1.3 Entering Vital Records Data Into the SOIC System

The SOIC System offers two principal ways to code I&O literals. The program can be used as a data entry system. This means you can start up the program with an empty data table, and enter data from paper copies of vital records. The program can also code vital records data tables that are already available electronically, provided that the data can be converted into the right format.

As we explain in detail later in this manual, when you enter the SOIC System, your computer's screen is mostly taken up by the Data Entry Form. This form is based on the U.S. Standard Certificate of Death. The form contains a series of "fields," or blank spaces where you can fill in available information. The fields are in the same order as the items on the U.S. Standard Certificate of Death. Each screen of information displayed by the SOIC System is a single record, that is, a form for a single individual case.
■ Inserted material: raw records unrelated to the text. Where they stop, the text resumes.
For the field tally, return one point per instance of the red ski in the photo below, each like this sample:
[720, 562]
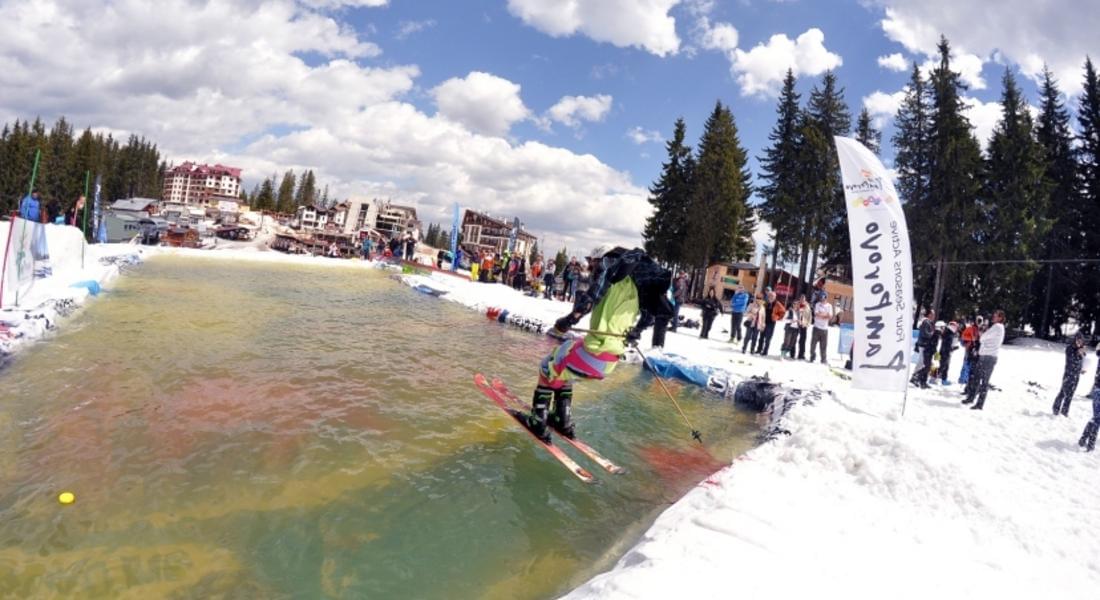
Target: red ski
[581, 473]
[587, 450]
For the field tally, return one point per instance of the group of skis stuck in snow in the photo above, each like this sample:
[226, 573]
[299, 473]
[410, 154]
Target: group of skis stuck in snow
[629, 294]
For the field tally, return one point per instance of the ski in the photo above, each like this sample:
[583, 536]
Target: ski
[581, 473]
[585, 449]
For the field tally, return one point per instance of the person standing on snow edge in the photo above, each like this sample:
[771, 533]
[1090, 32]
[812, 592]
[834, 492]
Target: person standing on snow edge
[626, 284]
[1089, 436]
[1075, 355]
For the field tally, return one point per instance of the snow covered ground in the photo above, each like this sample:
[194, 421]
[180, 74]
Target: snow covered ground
[73, 282]
[862, 502]
[859, 501]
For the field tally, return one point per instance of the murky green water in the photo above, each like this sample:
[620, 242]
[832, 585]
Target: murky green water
[245, 431]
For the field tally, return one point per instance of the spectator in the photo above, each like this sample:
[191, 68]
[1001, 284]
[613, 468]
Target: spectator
[1089, 436]
[926, 340]
[548, 277]
[805, 316]
[1075, 356]
[773, 313]
[30, 207]
[946, 347]
[711, 308]
[54, 211]
[790, 334]
[737, 307]
[969, 339]
[989, 346]
[754, 323]
[818, 340]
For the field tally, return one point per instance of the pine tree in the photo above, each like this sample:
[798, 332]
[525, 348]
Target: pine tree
[1055, 285]
[721, 194]
[670, 195]
[947, 227]
[781, 205]
[1088, 157]
[265, 199]
[827, 116]
[1016, 195]
[284, 200]
[866, 132]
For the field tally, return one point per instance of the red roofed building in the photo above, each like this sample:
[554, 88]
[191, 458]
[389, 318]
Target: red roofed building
[191, 183]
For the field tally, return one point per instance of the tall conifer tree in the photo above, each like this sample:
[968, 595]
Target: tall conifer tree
[721, 194]
[1015, 204]
[670, 196]
[1088, 155]
[1055, 285]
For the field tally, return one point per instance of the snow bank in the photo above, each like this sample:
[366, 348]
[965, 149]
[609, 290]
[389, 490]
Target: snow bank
[862, 502]
[74, 279]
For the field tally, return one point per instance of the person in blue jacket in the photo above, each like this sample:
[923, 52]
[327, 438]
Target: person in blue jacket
[737, 306]
[30, 208]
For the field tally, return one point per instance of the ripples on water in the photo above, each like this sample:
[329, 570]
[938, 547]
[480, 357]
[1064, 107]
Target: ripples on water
[276, 432]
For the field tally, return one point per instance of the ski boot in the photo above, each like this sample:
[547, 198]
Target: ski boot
[562, 418]
[1089, 437]
[540, 408]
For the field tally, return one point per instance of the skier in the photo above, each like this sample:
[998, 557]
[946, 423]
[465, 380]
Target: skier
[1089, 436]
[946, 347]
[626, 283]
[926, 345]
[1075, 355]
[737, 307]
[711, 308]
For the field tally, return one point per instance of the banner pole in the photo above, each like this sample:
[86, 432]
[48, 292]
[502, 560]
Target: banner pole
[30, 188]
[84, 240]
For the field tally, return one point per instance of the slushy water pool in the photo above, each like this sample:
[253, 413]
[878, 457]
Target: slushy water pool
[268, 431]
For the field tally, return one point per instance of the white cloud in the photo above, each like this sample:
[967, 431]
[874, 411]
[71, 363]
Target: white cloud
[342, 3]
[224, 82]
[573, 109]
[718, 36]
[893, 62]
[983, 117]
[639, 135]
[483, 102]
[408, 28]
[1029, 33]
[639, 23]
[883, 107]
[761, 69]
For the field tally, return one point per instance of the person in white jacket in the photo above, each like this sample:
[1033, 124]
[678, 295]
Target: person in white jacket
[988, 348]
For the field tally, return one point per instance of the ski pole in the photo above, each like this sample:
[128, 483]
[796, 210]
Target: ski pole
[694, 433]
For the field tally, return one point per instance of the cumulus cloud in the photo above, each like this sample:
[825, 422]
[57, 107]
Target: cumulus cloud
[1029, 33]
[893, 62]
[483, 102]
[342, 3]
[761, 69]
[408, 28]
[571, 110]
[179, 74]
[983, 117]
[640, 23]
[639, 135]
[882, 106]
[717, 36]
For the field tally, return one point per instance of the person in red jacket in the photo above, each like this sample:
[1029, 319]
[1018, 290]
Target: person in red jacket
[773, 313]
You can issue commands to the program that allow you to page through the records, just as you would page through a stack of paper documents. The SOIC System, therefore, allows you to immediately begin entering data from paper records as soon as you enter the program.

As we also explain later in the manual, you can import an existing text data file into the SOIC System. You can do this using the program's Import option- see Section 2.4.7, "The Import Option," for details. The SOIC System can also directly use data tables in formats employed by popular database management systems, including Access, dBASE, and FoxPro. These files do not need to be imported. (You can import them, however, and this is encouraged.)
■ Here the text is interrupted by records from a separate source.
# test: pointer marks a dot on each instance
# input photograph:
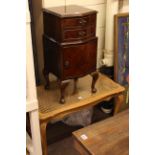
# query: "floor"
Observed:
(63, 147)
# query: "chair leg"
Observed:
(43, 137)
(118, 103)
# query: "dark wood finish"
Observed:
(108, 137)
(70, 44)
(95, 77)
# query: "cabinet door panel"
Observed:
(80, 59)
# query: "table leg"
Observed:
(118, 103)
(43, 137)
(75, 85)
(46, 76)
(95, 77)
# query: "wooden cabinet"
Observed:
(70, 44)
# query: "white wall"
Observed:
(112, 7)
(98, 5)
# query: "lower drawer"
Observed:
(79, 59)
(78, 34)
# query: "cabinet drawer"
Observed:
(78, 34)
(79, 59)
(79, 21)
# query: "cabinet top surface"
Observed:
(69, 10)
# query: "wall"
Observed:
(112, 7)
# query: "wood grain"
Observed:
(50, 108)
(108, 137)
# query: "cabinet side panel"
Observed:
(52, 56)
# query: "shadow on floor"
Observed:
(63, 147)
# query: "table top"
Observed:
(107, 137)
(50, 108)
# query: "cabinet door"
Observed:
(80, 59)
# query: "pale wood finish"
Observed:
(51, 109)
(108, 137)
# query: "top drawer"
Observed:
(79, 21)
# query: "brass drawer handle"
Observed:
(66, 64)
(82, 21)
(82, 33)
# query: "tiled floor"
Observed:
(63, 147)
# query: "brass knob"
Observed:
(82, 33)
(82, 22)
(66, 64)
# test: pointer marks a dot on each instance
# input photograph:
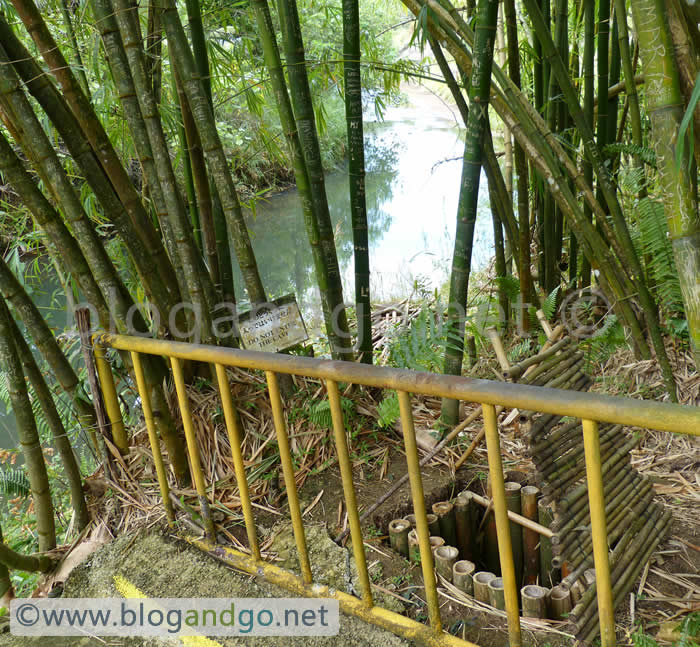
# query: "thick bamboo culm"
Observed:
(398, 535)
(463, 575)
(481, 585)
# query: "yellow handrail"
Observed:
(588, 407)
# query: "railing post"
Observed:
(290, 483)
(341, 445)
(500, 511)
(153, 436)
(599, 532)
(109, 394)
(426, 554)
(234, 439)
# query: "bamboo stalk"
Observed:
(481, 585)
(445, 559)
(463, 576)
(446, 517)
(531, 539)
(534, 601)
(464, 524)
(497, 595)
(398, 535)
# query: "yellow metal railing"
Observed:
(590, 408)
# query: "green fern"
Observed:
(14, 483)
(549, 306)
(320, 413)
(652, 237)
(388, 410)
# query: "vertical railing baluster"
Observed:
(599, 532)
(426, 554)
(192, 448)
(500, 511)
(153, 436)
(233, 428)
(109, 395)
(341, 445)
(288, 471)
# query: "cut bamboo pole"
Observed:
(517, 518)
(531, 539)
(463, 524)
(434, 524)
(513, 502)
(398, 535)
(544, 513)
(446, 517)
(560, 602)
(497, 594)
(481, 585)
(534, 601)
(463, 575)
(413, 547)
(445, 558)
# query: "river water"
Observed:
(414, 164)
(413, 161)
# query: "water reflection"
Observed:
(413, 161)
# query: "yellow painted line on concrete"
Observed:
(129, 591)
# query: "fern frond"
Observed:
(14, 483)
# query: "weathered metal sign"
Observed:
(273, 329)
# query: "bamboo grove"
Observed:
(575, 90)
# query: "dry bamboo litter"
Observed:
(635, 523)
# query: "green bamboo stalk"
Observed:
(53, 420)
(299, 165)
(58, 237)
(99, 140)
(79, 67)
(7, 592)
(628, 252)
(12, 291)
(665, 107)
(588, 108)
(28, 435)
(28, 563)
(127, 64)
(521, 170)
(302, 104)
(487, 16)
(183, 60)
(198, 169)
(356, 173)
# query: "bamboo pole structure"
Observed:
(445, 559)
(398, 535)
(463, 576)
(481, 585)
(534, 601)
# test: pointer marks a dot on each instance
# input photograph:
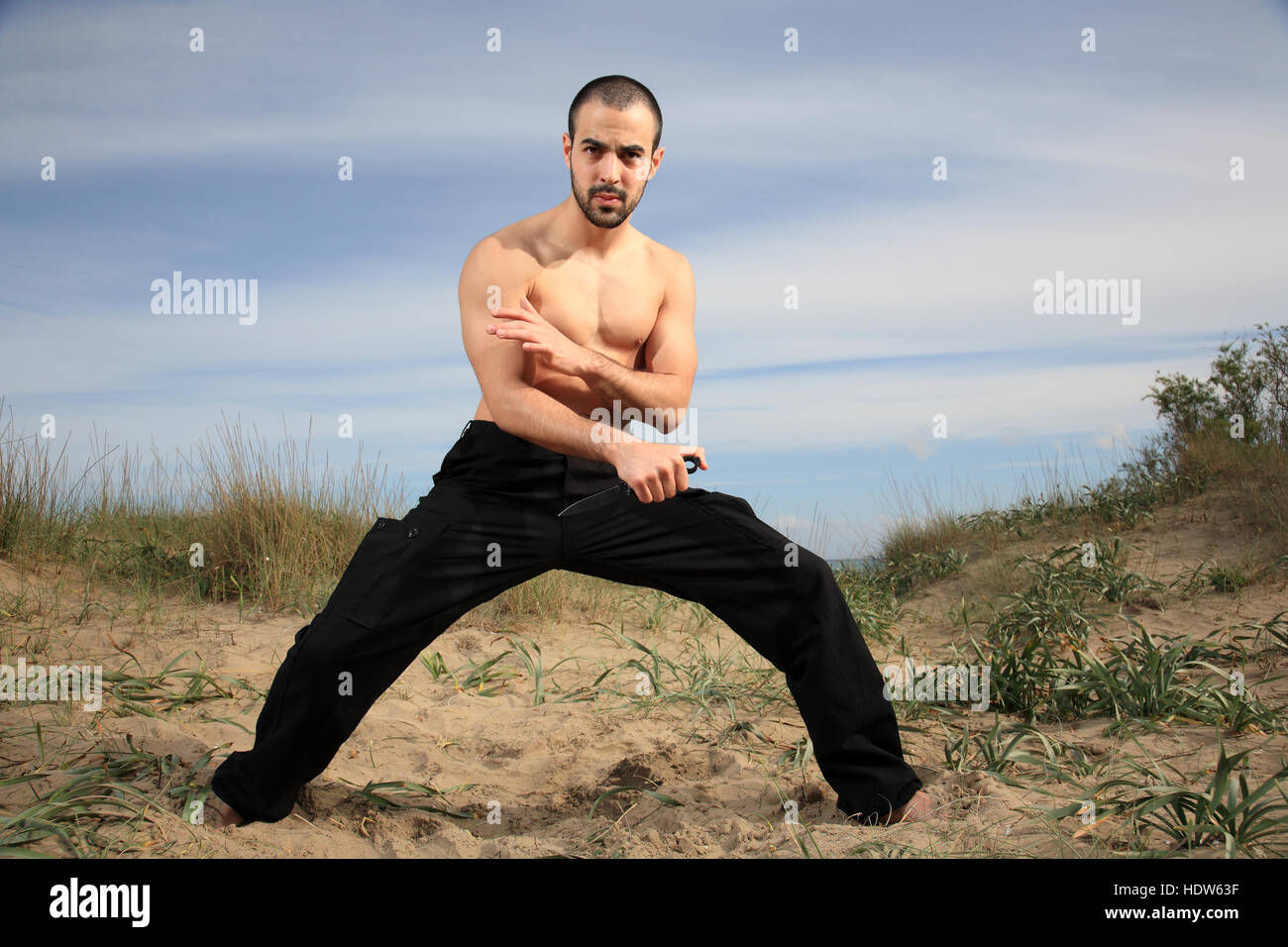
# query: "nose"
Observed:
(610, 171)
Several steps need to be taken in advance if you wish to import data into the program, or use data prepared by a database management system. First, the data file must exist in a machine readable format. Usually, this means the file is stored on magnetic media such as magnetic tape, a hard disk, or a floppy disk. There must be a way to transfer the file from its current location to your computer system. Network connections and floppy disks are two of the most common methods of transferring files, but others are possible, including remote transmissions using a modem.
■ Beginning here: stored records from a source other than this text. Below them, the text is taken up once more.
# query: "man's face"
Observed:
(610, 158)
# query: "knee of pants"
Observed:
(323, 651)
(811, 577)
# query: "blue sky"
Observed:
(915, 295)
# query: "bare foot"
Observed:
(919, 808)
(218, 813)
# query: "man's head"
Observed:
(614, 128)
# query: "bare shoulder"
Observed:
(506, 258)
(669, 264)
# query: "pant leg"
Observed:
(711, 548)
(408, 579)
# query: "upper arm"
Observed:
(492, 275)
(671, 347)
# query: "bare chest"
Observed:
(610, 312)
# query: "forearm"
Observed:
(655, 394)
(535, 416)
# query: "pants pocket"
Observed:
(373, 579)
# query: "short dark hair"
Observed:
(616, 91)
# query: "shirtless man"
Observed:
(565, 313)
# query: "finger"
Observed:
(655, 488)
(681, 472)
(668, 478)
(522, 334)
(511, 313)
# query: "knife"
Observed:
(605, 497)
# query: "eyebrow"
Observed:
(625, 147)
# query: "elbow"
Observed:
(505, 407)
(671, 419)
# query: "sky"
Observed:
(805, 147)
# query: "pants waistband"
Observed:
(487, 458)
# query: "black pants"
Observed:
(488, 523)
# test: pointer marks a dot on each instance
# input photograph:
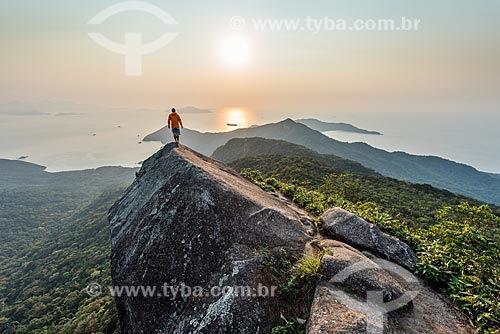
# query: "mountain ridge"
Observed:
(439, 172)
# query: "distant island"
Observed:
(321, 126)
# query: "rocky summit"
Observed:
(202, 250)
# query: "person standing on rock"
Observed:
(174, 121)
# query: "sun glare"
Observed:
(236, 117)
(235, 51)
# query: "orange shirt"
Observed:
(175, 119)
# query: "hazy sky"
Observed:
(446, 75)
(451, 61)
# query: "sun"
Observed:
(235, 51)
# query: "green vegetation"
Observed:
(296, 280)
(44, 288)
(54, 241)
(457, 241)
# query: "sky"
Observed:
(447, 69)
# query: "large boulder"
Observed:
(354, 272)
(189, 221)
(360, 295)
(355, 231)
For a complete description of the file formats supported by the SOIC System, see Appendix B, "SOIC System Data File Formats."

Once you have entered data into the SOIC System, either by typing in data from paper records or by using data that is already in an electronic format, you can code the records using the 1990 coding scheme. You can code all the industry and occupation titles in the table at once, or code them record by record. You can edit the coded records, and manually code any literals that the program is unable to handle by itself. You can divide coded and uncoded records into two separate tables, for convenience in handling the uncoded records. You can export coded or uncoded data to a text file for use in other software programs. We explain these and other procedures throughout the rest of this manual.